Nach Angaben der beiden Organisationen sind bislang 62 Prozent des Bundesschienennetzes in Deutschland elektrifiziert, das heißt, knapp zwei Drittel des Schienennetzes in Deutschland sind mit einer Oberleitung versehen. "Der Schienenverkehr soll zwar weiter wachsen", sagt der Geschäftsführer der Allianz pro Schiene, Dirk Flege. Aber: "Da, wo keine Oberleitung hängt, ist jedoch kein wirkliches Wachstum möglich."
Bis 2030 will die Ampel 58 Prozent des Netzes in Bayern elektrifizieren
In der Politik stehe die Elektrifizierung des Schienennetzes schon seit Längerem auf der Agenda, sowohl in der letzten Merkel-Amtszeit (70 Prozent des Bundesschienennetzes bis 2025) als auch bei der aktuellen Ampelregierung. "Alle kündigen es an", so Flege, "es passiert jedoch kaum etwas." Seit vielen Jahren bewege man sich "im Schneckentempo" voran. Laut Flege wolle die Regierung bis 2030 "erschütternd wenig" elektrifizieren. 1100 Kilometer habe sie in der Planung. Das entspreche 80 Kilometer pro Jahr. Nötig, um das selbst gestellte Ziel einzuhalten, seien jedoch 4500 Kilometer – etwa 600 Kilometer pro Jahr. "Sonst werden wir nicht auf die angestrebten 75 Prozent, sondern nur auf 65 Prozent kommen."
Beschämend sei zudem, so Flege, dass sich in einigen Bundesländern gar nichts verändern werde. "Wenn man den Regierungsangaben glaubt, werden Sachsen und Niedersachsen bis 2030 null Prozent Fortschritt bei der Elektrifizierung ihres Schienennetzes haben." Die Allianz pro Schiene berichtet, dass in Bayern aktuell 57 Prozent der Schieneninfrastruktur im Eigentum des Bundes elektrifiziert sind. Nach Angaben des Bundestags soll, nach dem aktuellen Vorhaben der Ampel, der Elektrifizierungsgrad im Freistaat Bayern bis 2030 auf rund 58 Prozent steigen.
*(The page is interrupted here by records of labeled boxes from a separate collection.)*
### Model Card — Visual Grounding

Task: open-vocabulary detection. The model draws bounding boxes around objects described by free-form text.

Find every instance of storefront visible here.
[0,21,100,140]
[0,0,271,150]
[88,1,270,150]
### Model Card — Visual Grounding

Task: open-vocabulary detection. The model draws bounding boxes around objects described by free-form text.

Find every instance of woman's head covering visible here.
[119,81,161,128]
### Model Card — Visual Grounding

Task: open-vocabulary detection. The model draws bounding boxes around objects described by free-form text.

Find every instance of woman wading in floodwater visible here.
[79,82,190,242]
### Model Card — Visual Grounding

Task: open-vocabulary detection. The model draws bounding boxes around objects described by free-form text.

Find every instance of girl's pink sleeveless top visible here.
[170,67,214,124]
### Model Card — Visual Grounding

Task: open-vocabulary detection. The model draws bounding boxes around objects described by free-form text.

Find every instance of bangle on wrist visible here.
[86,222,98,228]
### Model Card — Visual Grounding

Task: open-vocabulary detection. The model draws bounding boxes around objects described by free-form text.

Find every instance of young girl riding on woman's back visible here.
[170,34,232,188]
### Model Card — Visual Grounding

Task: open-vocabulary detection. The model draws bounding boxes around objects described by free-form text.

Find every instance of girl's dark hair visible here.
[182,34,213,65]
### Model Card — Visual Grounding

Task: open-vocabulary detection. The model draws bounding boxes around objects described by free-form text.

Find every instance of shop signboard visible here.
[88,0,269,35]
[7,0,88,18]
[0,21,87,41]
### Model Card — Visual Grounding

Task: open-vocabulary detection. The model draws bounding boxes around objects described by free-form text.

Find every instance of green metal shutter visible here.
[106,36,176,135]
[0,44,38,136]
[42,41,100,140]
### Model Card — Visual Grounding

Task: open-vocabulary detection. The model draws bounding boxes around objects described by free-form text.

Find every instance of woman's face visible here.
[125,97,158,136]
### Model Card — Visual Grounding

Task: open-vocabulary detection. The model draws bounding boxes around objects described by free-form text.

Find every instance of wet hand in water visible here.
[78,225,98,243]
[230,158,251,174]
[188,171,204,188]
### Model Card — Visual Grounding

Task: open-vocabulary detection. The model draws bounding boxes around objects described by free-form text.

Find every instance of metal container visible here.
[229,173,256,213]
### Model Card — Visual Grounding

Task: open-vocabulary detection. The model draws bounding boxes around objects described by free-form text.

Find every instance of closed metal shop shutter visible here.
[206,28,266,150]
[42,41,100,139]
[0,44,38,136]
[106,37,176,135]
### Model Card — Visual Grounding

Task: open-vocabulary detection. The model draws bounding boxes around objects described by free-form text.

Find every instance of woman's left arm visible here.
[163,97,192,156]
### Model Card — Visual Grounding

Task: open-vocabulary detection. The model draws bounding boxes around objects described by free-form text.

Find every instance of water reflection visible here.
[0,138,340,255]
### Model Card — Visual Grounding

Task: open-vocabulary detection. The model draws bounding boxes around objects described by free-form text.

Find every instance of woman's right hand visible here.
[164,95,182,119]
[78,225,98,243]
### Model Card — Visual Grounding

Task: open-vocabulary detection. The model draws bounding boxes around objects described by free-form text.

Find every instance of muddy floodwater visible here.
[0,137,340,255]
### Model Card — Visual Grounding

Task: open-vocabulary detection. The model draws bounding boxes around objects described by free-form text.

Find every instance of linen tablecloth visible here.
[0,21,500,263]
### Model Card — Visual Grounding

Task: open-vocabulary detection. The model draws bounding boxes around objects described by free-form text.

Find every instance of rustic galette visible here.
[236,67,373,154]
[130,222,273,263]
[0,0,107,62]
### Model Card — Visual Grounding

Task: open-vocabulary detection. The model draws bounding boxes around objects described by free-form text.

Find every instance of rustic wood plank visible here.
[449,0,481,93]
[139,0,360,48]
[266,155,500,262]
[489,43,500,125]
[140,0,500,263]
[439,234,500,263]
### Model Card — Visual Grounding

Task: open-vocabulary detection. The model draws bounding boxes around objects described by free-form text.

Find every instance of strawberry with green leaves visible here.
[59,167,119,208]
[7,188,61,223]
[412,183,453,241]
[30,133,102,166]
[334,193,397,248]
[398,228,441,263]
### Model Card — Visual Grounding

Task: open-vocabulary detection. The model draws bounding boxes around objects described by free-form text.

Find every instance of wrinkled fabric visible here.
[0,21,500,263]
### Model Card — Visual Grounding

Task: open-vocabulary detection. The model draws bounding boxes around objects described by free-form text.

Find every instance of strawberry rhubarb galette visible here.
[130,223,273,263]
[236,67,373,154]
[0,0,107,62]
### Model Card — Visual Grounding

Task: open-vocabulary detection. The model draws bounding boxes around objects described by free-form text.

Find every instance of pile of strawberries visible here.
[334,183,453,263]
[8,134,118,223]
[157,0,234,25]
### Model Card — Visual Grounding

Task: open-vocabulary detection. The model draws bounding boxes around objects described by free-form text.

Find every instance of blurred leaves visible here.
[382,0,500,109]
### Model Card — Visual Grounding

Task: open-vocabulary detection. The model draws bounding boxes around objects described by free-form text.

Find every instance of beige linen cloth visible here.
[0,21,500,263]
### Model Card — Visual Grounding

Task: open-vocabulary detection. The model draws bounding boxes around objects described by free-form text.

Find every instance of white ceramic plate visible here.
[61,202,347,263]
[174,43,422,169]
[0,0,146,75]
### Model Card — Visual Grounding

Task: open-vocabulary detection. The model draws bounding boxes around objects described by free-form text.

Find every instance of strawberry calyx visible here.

Andere Länder machen es vor – die Schweiz liegt ganz vorne
In Bayern laufe es besser, sagt der CSU-Fraktionsvorsitzende Klaus Holetschek. Mit der Fortschreibung der bayerischen Elektromobilitätsstrategie komme die Elektrifizierung im Freistaat "einen großen Schritt voran." Mit dieser Strategie möchte Bayern für mehr lokalen, emissionsfreien Bahnbetrieb sorgen. Ziel dabei ist es, den Dieselbetrieb im Schienen-Personennahverkehr bis zum Jahr 2040 zu beenden. Holetschek: "Hier sind wir als Freistaat und Schwaben auf einem sehr guten Weg und stehen zu unserem Versprechen, das sogenannte Dieselloch im Allgäuer Raum klimafreundlich aufzufüllen." In Schwaben sei unter anderem die 85 Kilometer lange Strecke Neu-Ulm – Memmingen – Kempten zur Elektrifizierung geplant.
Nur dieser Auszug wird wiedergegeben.